He wanted to keep going. By late morning, the party had come to a canyon lined with juniper and brush. Alex spotted some deer on the far side against the trees.

“We got down and proned, and they trotted away,” he said. “Then they turned around and stopped.”

Among the herd was the towering buck.

“We waited 20 minutes,” Alex said. “I tried to get a shot, I put my scope on him, but does kept getting in front or behind, and I couldn’t take a shot.”

He waited. Finally the buck was in the open. He squeezed the trigger of his .243-caliber rifle.

“I hit him in the lung,” Alex recalled. “He flinched, traveled a few yards, then fell over.”

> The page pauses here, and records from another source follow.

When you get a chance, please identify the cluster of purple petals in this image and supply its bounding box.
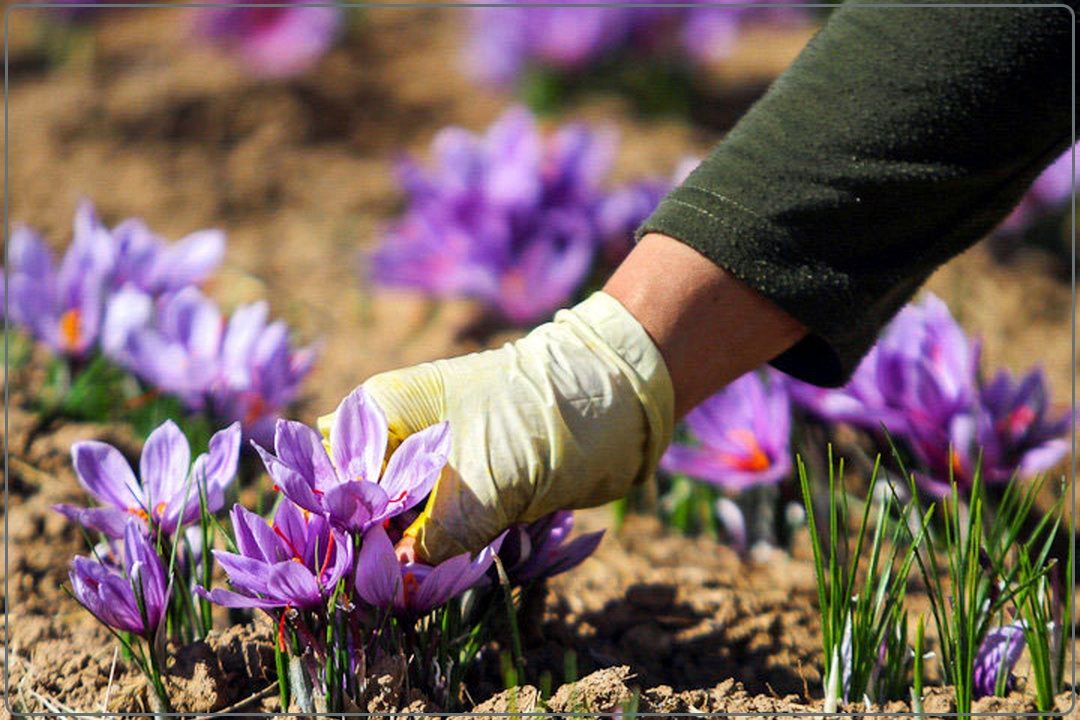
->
[995,148,1076,237]
[370,108,682,324]
[193,0,346,79]
[788,295,1071,494]
[102,286,315,439]
[660,370,792,491]
[5,202,314,436]
[68,519,170,640]
[463,2,806,86]
[198,389,599,617]
[61,421,240,641]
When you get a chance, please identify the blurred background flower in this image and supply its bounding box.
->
[193,0,345,79]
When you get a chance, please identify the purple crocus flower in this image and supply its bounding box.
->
[977,368,1072,483]
[6,223,114,358]
[660,371,792,490]
[255,388,450,532]
[499,511,604,584]
[195,500,352,610]
[115,287,314,440]
[788,294,978,437]
[68,519,168,640]
[372,108,613,323]
[195,0,345,78]
[907,369,1071,495]
[104,209,225,297]
[464,5,635,86]
[994,147,1076,237]
[464,2,806,86]
[53,420,240,538]
[972,622,1024,699]
[356,525,502,616]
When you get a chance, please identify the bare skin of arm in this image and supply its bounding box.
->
[604,233,806,419]
[396,234,806,562]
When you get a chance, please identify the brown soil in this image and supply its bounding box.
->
[4,9,1071,717]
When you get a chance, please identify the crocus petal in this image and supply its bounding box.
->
[379,422,450,512]
[330,388,388,490]
[124,519,168,635]
[252,442,324,513]
[139,420,198,515]
[152,230,225,291]
[214,549,270,595]
[355,525,405,609]
[274,420,336,492]
[185,422,241,521]
[323,481,390,532]
[71,440,144,510]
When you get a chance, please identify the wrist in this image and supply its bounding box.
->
[604,233,806,418]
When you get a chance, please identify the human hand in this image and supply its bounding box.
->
[319,293,674,562]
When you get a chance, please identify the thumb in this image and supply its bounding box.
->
[318,363,446,457]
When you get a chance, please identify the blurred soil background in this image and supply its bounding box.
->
[4,8,1072,717]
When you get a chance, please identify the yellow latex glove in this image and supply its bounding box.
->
[319,293,674,562]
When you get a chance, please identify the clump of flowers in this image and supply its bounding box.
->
[54,421,240,711]
[106,287,314,438]
[370,108,678,324]
[4,201,314,441]
[660,370,792,553]
[194,1,345,79]
[789,295,1070,495]
[464,3,802,86]
[68,519,171,712]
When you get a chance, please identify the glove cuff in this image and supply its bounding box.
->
[555,291,675,483]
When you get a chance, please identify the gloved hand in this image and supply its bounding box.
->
[319,293,674,562]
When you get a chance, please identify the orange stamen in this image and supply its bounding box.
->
[319,532,334,578]
[270,522,303,562]
[402,572,420,602]
[278,606,291,652]
[60,308,82,350]
[720,427,772,473]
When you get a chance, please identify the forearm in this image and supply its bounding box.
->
[639,5,1072,384]
[604,233,806,418]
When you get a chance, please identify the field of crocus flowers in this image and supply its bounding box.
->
[0,5,1075,717]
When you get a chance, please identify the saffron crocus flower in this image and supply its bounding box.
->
[994,142,1076,237]
[499,511,604,584]
[972,622,1024,698]
[116,287,314,439]
[463,4,630,86]
[68,519,168,640]
[194,1,345,78]
[54,420,240,538]
[660,371,792,490]
[464,2,806,86]
[788,294,978,437]
[6,222,114,358]
[110,212,225,297]
[976,369,1072,483]
[370,108,612,324]
[356,525,502,615]
[255,388,450,532]
[195,501,352,610]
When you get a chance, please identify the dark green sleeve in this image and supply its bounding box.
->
[638,4,1074,385]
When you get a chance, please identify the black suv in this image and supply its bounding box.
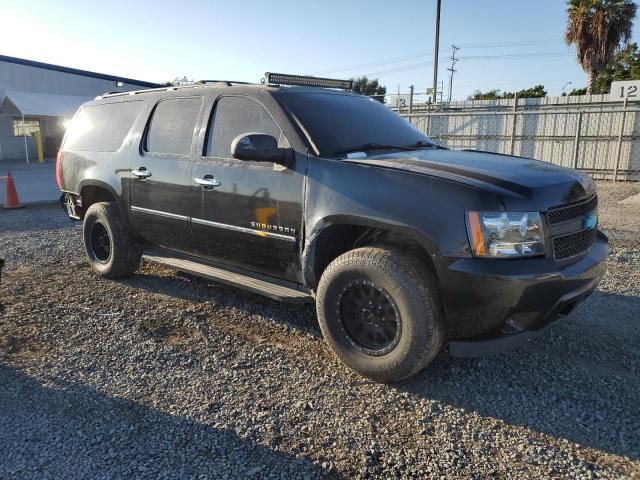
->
[56,75,608,381]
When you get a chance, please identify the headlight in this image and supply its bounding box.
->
[467,212,544,258]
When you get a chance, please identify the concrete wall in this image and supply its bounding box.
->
[0,61,150,99]
[0,60,155,161]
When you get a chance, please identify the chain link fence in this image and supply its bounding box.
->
[403,108,640,181]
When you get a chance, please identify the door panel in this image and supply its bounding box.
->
[130,97,202,252]
[191,97,306,281]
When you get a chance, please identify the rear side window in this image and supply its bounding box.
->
[205,97,286,158]
[145,97,202,155]
[64,101,144,152]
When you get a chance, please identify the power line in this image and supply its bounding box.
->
[365,52,572,77]
[316,50,433,75]
[315,39,558,75]
[447,45,460,101]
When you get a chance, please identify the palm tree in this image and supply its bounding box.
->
[564,0,636,94]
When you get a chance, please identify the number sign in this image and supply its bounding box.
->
[610,80,640,100]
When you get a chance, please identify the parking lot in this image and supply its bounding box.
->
[0,182,640,479]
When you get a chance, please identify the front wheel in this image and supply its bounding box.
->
[317,247,445,382]
[82,202,142,278]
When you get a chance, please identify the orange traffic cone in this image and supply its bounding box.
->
[4,172,20,208]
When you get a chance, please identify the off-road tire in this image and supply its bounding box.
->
[316,247,445,382]
[82,202,142,278]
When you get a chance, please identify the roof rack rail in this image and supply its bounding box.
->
[262,72,353,90]
[193,80,255,87]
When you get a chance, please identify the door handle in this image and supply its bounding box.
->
[131,167,151,179]
[194,175,222,190]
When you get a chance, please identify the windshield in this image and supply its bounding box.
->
[277,91,433,158]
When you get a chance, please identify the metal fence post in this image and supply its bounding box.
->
[573,111,582,169]
[509,93,518,155]
[613,97,628,182]
[409,85,413,115]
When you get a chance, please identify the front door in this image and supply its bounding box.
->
[129,96,203,252]
[191,96,304,280]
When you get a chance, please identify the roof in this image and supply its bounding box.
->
[0,90,89,117]
[0,55,162,88]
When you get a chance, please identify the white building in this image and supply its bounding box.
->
[0,55,160,162]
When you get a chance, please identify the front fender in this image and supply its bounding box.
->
[302,214,440,286]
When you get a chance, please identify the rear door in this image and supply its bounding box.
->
[191,95,306,280]
[129,96,203,252]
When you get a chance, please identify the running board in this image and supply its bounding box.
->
[142,248,314,303]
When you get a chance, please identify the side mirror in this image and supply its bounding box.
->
[231,133,289,163]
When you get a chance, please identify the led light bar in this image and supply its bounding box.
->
[264,72,353,90]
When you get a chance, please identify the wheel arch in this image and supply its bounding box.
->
[302,215,440,289]
[77,180,128,223]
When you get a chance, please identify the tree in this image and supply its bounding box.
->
[562,87,587,97]
[351,76,387,103]
[502,85,547,98]
[564,0,636,94]
[468,88,502,100]
[594,43,640,93]
[469,85,547,100]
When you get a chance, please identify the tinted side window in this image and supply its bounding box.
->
[205,97,281,158]
[145,97,202,155]
[64,101,144,152]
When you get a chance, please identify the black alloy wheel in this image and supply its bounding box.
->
[90,222,111,263]
[337,280,402,356]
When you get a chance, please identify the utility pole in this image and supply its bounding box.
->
[433,0,442,103]
[447,45,460,103]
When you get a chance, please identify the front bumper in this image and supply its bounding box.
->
[440,232,609,357]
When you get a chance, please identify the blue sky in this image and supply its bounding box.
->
[0,0,638,99]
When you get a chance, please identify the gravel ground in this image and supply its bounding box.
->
[0,183,640,479]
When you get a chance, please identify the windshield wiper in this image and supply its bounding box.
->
[409,140,445,149]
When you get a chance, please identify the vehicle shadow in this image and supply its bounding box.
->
[119,266,322,339]
[117,269,640,460]
[0,362,335,478]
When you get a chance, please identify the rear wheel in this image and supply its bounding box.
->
[317,247,445,382]
[83,202,142,278]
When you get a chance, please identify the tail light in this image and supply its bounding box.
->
[56,150,62,190]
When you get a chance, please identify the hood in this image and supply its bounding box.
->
[343,149,596,211]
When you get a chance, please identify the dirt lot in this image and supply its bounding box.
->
[0,183,640,479]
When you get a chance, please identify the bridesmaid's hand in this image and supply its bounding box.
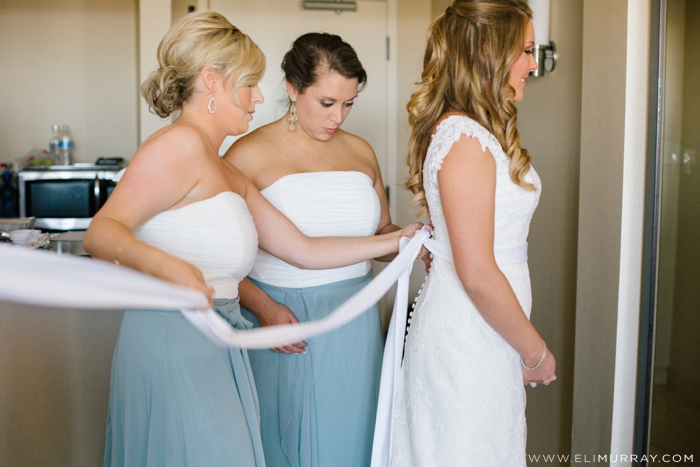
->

Watching his experienced guide, Allan York, the freshman learned how to dress and quarter a deer.

“He had to cut between the fourth and fifth ribs to get it on the horse,” he said.

Ninety-five pounds of venison eventually made its way to the Dolans’ home in Gardnerville, where it will be stored for the winter.

But imagine the surprise of mother Dana and father Mike Dolan, who both had tags this season, when they arrived to the same camp a day later and discovered their son had already bagged the perfect deer.

“We were so excited for him,” Dana Dolan said Tuesday. “Isn’t this what it’s all about – passing Nevada hunting down to the next generation?”